One day, for those who still had electricity...the news channels stopped broadcasting. There were very few left by that time.

The internet was one of the last things to go, in a way. While most major sites went down around the same time as the news broadcasts, a certain network remained. It reduced in size; people would create their own networks, localized internet connections working off of servers of their own creation. As the blackouts extended, and more died, those localized connections disappeared, until the power never came back on.

As quickly as the deaths began, they stopped. Or perhaps there were simply not enough left alive to notice? For those of us who remain, we are left trying to pick up any piece of our old ways of life we can find.

For me, the one thing left, the one thing that is holding my mental self, is a heart-shaped locket. I found it when the businesses first started closing; it wasn’t a necessity, it was just shining, sitting pristinely on a hanger in an abandoned department store. It had no worth anymore, except that when I saw it, it made me smile. Inside is just a stock photo of a couple smiling; I wondered if I would find anyone to smile with.

I wish I could say how long it has been since the last deaths I knew happened. Maybe three years? Maybe five? The few others I have passed on my journey have been as silent as myself. There are no words left to be said, nothing can express what the few of us left feel.

Animals avoid us. They do not try to hunt us, do not even get so close as to smell us. Dogs and cats run away as well, and will not approach for food or warmth. Creatures caught in traps will go so far as cause themselves grave injuries, breaking limbs or necks to not come in contact with us. Only humans will approach humans now.

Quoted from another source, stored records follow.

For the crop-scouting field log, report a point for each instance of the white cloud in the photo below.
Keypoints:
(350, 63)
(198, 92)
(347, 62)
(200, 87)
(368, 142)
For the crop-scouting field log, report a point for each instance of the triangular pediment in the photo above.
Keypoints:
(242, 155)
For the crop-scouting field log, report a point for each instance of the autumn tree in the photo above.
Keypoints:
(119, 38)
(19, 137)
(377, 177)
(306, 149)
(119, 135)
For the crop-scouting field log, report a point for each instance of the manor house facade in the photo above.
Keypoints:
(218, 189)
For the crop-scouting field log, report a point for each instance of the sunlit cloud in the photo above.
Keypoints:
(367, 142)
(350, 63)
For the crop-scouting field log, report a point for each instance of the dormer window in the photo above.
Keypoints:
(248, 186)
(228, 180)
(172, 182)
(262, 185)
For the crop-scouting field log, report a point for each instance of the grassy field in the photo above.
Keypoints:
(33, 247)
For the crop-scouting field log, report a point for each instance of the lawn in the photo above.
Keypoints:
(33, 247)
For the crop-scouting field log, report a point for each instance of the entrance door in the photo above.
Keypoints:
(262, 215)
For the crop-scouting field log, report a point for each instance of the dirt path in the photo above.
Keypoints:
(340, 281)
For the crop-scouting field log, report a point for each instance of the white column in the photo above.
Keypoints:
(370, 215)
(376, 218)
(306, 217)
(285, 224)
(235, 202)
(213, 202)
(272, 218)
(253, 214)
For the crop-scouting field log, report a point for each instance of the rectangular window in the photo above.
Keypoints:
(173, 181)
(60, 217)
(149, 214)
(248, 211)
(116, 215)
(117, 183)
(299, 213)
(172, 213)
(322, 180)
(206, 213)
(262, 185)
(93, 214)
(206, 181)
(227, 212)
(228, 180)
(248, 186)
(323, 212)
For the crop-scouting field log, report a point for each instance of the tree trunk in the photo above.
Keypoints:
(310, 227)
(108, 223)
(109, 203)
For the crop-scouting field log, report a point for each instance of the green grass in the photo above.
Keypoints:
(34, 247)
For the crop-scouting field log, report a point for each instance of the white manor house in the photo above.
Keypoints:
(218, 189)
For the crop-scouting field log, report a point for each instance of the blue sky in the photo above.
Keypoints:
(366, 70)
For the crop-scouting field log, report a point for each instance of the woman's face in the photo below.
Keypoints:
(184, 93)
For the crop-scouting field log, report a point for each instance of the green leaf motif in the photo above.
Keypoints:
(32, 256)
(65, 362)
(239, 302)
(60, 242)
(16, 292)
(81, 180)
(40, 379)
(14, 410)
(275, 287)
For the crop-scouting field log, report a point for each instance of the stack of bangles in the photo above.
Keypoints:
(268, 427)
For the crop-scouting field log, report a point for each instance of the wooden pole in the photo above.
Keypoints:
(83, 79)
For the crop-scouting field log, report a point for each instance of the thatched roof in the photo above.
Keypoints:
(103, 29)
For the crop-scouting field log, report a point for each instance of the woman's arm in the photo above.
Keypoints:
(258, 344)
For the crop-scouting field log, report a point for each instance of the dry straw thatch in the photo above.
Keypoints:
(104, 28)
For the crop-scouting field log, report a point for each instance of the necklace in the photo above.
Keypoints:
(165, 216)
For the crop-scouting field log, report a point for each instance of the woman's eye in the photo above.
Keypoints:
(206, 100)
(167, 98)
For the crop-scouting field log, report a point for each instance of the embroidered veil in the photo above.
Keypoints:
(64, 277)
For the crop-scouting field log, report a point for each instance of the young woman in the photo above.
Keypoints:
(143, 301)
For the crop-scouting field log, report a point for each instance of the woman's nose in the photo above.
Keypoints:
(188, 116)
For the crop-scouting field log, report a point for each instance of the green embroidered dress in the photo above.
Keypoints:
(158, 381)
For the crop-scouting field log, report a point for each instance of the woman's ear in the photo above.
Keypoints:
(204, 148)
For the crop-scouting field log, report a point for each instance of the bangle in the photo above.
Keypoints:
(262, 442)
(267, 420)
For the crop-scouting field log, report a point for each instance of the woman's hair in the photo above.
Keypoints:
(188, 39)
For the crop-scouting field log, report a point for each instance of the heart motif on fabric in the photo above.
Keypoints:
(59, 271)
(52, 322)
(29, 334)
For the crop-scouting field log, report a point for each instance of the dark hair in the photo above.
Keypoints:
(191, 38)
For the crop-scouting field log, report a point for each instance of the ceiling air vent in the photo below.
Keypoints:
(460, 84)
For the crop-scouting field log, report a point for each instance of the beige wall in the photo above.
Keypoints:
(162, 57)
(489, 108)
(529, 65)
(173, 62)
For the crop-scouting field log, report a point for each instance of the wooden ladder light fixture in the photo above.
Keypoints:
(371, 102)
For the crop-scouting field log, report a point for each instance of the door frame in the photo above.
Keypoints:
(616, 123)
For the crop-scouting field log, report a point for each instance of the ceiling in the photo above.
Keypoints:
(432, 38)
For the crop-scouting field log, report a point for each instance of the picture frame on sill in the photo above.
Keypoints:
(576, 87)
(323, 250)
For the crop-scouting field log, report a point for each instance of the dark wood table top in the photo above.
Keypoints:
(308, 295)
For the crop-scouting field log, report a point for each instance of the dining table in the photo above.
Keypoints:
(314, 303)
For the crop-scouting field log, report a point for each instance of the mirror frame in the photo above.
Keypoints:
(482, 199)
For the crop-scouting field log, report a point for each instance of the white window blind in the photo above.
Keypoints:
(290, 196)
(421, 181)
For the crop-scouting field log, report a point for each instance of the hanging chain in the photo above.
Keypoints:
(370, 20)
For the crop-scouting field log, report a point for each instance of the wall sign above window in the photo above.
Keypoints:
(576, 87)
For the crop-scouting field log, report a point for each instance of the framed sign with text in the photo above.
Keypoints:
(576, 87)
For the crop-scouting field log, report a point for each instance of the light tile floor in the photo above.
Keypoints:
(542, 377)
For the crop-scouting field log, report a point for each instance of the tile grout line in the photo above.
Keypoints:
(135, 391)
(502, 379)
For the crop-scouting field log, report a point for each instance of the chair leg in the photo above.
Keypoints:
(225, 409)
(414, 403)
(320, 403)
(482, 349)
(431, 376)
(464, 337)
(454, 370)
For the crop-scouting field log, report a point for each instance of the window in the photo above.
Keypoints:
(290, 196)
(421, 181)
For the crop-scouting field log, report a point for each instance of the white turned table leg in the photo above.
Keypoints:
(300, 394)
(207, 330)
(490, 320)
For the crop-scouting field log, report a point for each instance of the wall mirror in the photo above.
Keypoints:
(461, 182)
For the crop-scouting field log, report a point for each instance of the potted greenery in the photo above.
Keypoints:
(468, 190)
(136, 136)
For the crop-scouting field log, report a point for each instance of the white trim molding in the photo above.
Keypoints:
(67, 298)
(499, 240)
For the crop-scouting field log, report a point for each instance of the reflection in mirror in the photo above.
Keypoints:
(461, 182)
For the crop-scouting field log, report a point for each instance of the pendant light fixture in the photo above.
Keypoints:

Those of us left, wander. Some try to stay in one spot, to farm and trap. It is too lonely. Even in silence, there is a comfort to another person’s presence. Sometimes we stay together only for a night, and sometimes we travel in groups. From city to city, coming together and then drifting apart again.

I’ve wondered if this is purgatory, or even Hell. I cannot imagine this is Heaven. We simply wander along, from one place to the next. I do not know why I don’t kill myself. I do not know why I haven’t died. Why some of us are left.

There is one thing I will not let go, though. It is the hope that there will be something better. Maybe we will make it, and maybe we will not. But someday, there will be something better. And until either that day comes, or the day I die, I will still smile to every person I meet in passing, and I hope they will find the strength to smile back at me. Even in silence.